Dismounting from his horse, he looked round for the last time with an involuntary smile of gratitude. Night, still, kindly night stretched over hills and valleys; from afar, out of its fragrant depths—God knows whence—whether from the heavens or the earth—rose a soft, gentle warmth. Lavretsky sent a last greeting to Lisa, and ran up the steps.
The next day passed rather dully. Rain was falling from early morning; Lemm wore a scowl, and kept more and more tightly compressing his lips, as though he had taken an oath never to open them again. When he went to his room, Lavretsky took up to bed with him a whole bundle of French newspapers, which had been lying for more than fortnight on his table unopened. He began indifferently to tear open the wrappings, and glanced hastily over the columns of the newspapers—in which, however, there was nothing new.
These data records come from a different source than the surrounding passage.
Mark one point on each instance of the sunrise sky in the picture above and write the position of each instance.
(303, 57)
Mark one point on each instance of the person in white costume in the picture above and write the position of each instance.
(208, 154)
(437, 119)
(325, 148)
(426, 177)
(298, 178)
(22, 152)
He was just about to throw them down—and all at once he leaped out of bed as if he had been stung. In an article in one of the papers, M. Jules, with whom we are already familiar, communicated to his readers a “mournful intelligence, that charming, fascinating Moscow lady,” he wrote, “one of the queens of fashion, who adorned Parisian salons, Madame de Lavretsky, had died almost suddenly, and this intelligence, unhappily only too well-founded, had only just reached him, M. Jules. He was,” so he continued, “he might say a friend of the deceased.”
Lavretsky dressed, went out into the garden, and till morning he walked up and down the same path.